The procedure in renewing the cell is as follows : A casing is placed outside of the zinc-containing case, having inside dimensions a little greater than the zinc cup. The space between the zinc cup and case is filled with a dry electrolyte, which, upon the addition of moisture, sets up a chemical action with the exterior surface of the zinc, and the latter having been perforated, causes electrical action to be again produced.
The casing, or cup, to be used outside the zinc cup should be made of a waterproof material. The electrolyte instead of being placed between this cup and the zinc in a powdered form, as might be expected, should be held by several layers of blotting paper, formed into a cylinder of the proper diameter to fit snugly on the outside of the zinc cup. This porous cup should be impregnated with a solution containing the following materials in the approximate amounts given : Muriate of ammonia, 10 parts; bichromate of potash, 4 parts, and chloride of sodium, 4 parts. After the porous cup has thoroughly soaked in the above solution it should be dried by passing a roller over its external surface when it is mounted on a wooden cylinder of proper diameter. The moisture-proof cup may be formed outside the porous cup by covering the latter with several coats of waterproofing paste and winding on several thicknesses of common manila paper, each layer of paper being treated with the paste. A disk of cardboard, properly treated, should be placed in the end of the cylinder to form the bottom, and the edge of the manila paper folded in over it and pasted in place.

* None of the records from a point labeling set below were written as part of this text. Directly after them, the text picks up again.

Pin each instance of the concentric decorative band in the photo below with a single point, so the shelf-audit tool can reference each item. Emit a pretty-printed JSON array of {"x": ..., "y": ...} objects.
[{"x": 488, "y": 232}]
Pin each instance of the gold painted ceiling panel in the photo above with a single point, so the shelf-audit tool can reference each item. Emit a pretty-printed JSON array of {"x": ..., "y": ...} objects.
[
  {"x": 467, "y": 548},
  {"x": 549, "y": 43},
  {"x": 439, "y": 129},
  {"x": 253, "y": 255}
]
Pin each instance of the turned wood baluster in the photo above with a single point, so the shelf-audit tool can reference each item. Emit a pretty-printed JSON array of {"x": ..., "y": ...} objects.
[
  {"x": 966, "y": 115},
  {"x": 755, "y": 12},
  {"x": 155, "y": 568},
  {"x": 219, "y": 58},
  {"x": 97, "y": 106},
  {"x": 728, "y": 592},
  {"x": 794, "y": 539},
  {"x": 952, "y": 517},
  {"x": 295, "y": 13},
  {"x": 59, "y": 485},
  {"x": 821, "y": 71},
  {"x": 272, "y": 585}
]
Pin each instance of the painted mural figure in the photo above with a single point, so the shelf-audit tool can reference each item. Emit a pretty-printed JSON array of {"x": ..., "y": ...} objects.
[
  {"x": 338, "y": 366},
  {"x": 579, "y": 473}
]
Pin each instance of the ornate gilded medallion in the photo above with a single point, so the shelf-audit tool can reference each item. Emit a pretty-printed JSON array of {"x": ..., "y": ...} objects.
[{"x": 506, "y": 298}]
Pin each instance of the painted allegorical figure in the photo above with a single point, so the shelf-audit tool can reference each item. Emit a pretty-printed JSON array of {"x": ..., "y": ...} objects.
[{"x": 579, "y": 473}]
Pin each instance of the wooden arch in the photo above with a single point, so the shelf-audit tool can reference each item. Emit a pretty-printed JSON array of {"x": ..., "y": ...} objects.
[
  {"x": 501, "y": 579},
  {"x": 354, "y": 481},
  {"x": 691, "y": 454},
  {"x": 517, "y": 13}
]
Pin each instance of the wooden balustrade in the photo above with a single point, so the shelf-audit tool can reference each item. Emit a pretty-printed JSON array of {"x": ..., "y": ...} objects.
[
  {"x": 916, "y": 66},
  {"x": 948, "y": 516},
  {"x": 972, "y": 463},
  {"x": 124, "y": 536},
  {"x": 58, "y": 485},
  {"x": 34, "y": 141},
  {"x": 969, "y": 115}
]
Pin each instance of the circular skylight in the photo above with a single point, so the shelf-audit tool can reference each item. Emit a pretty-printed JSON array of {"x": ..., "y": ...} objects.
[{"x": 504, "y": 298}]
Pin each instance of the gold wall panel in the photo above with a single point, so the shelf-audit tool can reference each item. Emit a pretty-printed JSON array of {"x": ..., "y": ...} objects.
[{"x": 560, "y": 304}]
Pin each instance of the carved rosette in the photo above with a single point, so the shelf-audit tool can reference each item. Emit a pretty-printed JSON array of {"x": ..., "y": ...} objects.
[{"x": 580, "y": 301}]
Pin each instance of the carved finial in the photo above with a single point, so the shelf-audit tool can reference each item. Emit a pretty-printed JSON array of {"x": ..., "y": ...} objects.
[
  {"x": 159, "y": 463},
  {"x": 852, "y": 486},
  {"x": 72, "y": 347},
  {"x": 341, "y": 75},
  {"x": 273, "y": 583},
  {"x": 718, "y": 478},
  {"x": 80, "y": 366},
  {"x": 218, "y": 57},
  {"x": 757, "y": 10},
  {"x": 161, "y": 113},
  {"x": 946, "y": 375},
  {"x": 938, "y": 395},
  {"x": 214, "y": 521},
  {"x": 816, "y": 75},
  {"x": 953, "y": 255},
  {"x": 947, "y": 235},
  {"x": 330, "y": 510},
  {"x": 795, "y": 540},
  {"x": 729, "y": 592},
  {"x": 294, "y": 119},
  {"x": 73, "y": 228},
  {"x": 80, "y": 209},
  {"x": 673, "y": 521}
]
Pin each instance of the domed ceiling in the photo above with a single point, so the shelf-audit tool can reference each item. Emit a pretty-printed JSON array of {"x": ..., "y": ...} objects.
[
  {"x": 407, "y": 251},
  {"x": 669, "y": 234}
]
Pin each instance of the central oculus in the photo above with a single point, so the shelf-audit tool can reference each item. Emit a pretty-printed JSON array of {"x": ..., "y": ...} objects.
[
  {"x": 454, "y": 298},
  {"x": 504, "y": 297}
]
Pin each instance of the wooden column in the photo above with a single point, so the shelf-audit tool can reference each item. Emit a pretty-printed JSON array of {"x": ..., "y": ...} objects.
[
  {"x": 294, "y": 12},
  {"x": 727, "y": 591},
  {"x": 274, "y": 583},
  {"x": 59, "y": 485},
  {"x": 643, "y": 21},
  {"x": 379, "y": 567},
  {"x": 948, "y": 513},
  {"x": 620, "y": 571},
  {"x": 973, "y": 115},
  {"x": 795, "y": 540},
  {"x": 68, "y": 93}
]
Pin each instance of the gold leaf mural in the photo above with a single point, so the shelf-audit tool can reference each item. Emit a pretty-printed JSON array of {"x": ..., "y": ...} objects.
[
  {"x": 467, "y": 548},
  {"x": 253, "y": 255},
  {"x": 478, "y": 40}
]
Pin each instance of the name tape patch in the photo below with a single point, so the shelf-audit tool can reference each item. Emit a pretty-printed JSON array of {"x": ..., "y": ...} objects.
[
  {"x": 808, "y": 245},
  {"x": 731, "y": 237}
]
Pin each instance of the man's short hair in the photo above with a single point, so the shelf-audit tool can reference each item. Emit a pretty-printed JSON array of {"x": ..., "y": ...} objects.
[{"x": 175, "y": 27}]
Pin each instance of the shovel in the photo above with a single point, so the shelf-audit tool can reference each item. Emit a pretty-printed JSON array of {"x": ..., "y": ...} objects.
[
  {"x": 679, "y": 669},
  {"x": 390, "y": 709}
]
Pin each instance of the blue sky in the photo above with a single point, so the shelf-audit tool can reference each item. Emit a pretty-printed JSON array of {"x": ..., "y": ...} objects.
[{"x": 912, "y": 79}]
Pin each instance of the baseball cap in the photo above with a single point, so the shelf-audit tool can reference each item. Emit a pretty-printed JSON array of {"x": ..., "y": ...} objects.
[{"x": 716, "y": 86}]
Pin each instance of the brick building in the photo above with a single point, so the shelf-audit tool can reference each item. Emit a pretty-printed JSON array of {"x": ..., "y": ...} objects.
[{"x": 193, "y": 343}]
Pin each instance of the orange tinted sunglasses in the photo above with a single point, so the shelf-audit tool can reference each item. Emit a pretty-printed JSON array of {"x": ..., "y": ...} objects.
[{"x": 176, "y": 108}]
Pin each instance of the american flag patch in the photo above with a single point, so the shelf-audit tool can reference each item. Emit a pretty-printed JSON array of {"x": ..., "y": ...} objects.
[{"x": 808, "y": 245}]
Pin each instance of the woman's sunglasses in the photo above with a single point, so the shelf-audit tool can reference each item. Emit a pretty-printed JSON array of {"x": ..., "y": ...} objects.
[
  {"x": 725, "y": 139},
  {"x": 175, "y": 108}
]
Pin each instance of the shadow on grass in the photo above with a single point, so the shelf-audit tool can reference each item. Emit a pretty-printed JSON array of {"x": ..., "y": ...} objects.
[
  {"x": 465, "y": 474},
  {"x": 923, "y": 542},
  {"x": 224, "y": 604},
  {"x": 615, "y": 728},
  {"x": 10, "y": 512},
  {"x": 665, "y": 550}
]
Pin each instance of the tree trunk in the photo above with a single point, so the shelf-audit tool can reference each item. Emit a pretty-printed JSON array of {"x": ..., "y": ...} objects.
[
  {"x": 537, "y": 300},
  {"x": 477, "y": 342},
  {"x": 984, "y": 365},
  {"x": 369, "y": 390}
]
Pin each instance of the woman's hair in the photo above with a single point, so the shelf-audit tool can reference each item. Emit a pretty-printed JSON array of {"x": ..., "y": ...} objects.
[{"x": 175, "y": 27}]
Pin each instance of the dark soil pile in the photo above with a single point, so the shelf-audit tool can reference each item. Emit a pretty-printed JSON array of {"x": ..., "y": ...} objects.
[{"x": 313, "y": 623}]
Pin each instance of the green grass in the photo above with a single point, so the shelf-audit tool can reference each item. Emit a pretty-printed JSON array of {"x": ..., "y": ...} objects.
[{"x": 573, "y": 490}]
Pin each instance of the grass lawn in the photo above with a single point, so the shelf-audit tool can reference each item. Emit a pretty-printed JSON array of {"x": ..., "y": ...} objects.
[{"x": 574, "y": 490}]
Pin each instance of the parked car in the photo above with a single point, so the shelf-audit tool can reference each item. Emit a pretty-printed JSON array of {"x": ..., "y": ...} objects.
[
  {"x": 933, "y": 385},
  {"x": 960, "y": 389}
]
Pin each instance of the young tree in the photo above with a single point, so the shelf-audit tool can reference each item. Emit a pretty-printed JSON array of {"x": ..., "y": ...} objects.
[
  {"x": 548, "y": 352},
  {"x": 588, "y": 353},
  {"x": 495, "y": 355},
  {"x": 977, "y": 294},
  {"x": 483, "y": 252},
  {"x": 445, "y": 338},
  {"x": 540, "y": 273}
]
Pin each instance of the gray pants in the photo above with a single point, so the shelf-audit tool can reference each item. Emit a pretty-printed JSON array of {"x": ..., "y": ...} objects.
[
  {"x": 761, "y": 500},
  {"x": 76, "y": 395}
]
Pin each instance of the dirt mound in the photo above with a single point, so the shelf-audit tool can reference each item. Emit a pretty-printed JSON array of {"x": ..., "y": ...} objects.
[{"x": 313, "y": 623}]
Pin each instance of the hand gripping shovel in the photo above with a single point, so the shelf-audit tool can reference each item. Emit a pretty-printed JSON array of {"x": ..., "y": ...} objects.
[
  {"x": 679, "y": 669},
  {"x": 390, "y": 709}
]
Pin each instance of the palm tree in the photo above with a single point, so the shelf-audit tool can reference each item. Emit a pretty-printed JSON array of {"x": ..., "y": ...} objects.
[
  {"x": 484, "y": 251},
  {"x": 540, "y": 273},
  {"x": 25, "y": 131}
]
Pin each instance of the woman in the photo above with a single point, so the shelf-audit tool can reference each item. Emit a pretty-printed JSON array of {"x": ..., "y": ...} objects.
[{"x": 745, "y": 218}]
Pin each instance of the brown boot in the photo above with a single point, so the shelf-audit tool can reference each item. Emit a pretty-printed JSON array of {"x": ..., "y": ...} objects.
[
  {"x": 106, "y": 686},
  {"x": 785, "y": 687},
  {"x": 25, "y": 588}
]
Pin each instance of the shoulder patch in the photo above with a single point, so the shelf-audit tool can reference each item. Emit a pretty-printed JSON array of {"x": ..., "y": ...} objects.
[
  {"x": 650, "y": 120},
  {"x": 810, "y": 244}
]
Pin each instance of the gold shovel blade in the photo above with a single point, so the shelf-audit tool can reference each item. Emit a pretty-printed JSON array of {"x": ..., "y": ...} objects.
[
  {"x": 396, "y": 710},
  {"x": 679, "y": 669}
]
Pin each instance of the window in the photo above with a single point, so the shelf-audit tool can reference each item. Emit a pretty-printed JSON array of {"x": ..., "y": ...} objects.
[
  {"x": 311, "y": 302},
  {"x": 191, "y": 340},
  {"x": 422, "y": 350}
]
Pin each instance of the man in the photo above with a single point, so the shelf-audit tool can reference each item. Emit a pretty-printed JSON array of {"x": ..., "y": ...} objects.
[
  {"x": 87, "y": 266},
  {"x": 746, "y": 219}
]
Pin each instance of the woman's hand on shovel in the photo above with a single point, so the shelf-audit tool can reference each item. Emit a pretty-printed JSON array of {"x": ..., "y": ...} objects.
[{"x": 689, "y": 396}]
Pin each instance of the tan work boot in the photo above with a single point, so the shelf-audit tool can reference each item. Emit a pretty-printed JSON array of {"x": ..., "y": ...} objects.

The pasteboard covering surrounding the zinc cup of the cell should be removed and the surface of the zinc thoroughly cleaned. The coal tar in the top of the zinc cup should be removed by tapping around the edge with a hammer, and a large number of small holes should be made in the walls of the cup with a sharp instrument. Then put the cell within the porous cup and fill the top with clear water, preferably rain water. A chemical reaction will immediately take place between the outer surface of the zinc and the chemicals contained in the material forming the porous cup, and the terminal voltage of the cell will be practically the same as it was when the cell was new. The water, of course, must be replenished from time to time on account of evaporation, and the useful life of the cell can be prolonged for a considerable time. A part cross section of a cell treated as described above is shown in the accompanying sketch.